Seriously, if you don't even understand what
srcdir/configure [options] [target] is supposed to do, you shouldn't compile GCC yourself. But as you asked for it...
srcdir/configure is the Linux command for starting the file
srcdir/configure from the current directory (not from "srcdir"!). As of the installation guide, the current directory is "objdir", i.e. the directory in which you want to build GCC. From the installation guide:
We use srcdir to refer to the toplevel source directory for GCC; we use objdir to refer to the toplevel build/object directory. [...] we highly recommend that GCC be built into a separate directory from the sources which does not reside within the source tree.

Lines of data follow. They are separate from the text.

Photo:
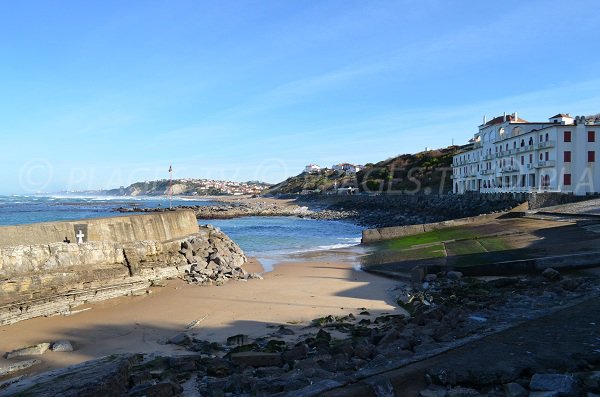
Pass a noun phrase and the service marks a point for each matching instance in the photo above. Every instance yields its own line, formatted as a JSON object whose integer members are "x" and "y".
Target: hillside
{"x": 188, "y": 187}
{"x": 424, "y": 172}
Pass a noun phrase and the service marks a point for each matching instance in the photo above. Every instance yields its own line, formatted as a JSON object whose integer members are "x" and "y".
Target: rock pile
{"x": 213, "y": 260}
{"x": 338, "y": 351}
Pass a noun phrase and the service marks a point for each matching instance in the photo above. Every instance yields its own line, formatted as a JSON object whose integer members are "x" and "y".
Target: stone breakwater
{"x": 260, "y": 208}
{"x": 53, "y": 278}
{"x": 396, "y": 210}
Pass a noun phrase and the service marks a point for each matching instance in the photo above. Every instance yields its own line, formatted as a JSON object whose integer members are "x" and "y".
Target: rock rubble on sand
{"x": 214, "y": 260}
{"x": 337, "y": 350}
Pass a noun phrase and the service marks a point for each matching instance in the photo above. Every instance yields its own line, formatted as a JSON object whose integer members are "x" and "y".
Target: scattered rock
{"x": 35, "y": 350}
{"x": 62, "y": 346}
{"x": 257, "y": 359}
{"x": 237, "y": 340}
{"x": 566, "y": 385}
{"x": 433, "y": 391}
{"x": 181, "y": 339}
{"x": 514, "y": 389}
{"x": 454, "y": 275}
{"x": 462, "y": 392}
{"x": 18, "y": 366}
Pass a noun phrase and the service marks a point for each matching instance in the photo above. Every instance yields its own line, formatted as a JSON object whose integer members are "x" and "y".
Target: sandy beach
{"x": 292, "y": 294}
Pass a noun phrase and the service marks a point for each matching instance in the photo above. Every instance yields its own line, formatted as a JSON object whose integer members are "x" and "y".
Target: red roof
{"x": 509, "y": 117}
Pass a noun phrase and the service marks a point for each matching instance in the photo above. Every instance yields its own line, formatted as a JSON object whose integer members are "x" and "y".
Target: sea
{"x": 269, "y": 239}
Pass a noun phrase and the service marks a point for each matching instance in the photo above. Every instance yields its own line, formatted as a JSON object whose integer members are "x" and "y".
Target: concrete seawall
{"x": 40, "y": 275}
{"x": 159, "y": 226}
{"x": 387, "y": 233}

So, "srcdir" must be the path where you have extracted the GCC source code, e.g. "/home/username/Desktop/gcc-4.5.1", and "objdir" must be a path where you want to build GCC, e.g. "/tmp/gccbuild". When you created the latter, you can go on with the build configuration, so in a terminal, change to the build directory and type "srcdir/configure" (replace "srcdir" with the source code path!!). This should configure the build with standard settings and your current architecture (most probably x86 or x64).

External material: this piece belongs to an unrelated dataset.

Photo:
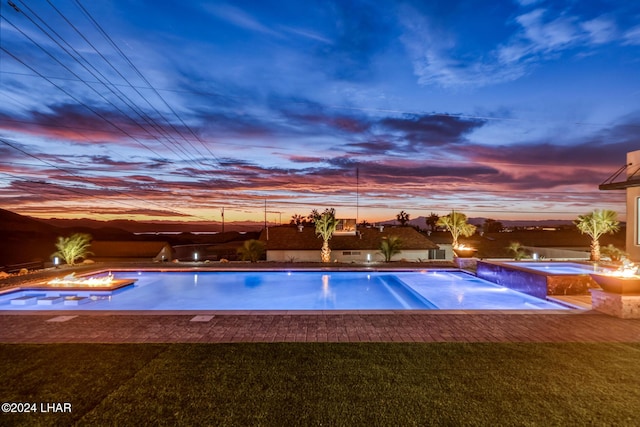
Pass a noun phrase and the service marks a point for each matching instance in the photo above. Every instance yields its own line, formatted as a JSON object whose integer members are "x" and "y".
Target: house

For extended configuration, you must replace the [options] placeholder with the configuration options for gcc, for example
--with-gmp=/usr/local and other settings that are listed in the autoconf scripts. They can also be found in the installation guide under the heading "Distributor options". The [target] placeholder is not necessary as the configure script automatically detects your architecture (that's what the documentation says).
As I said before, don't build GCC yourself except if you really have to. It seems like Ubuntu Maverick will have GCC 4.5 in the near future, so you can grab the Ubuntu package then.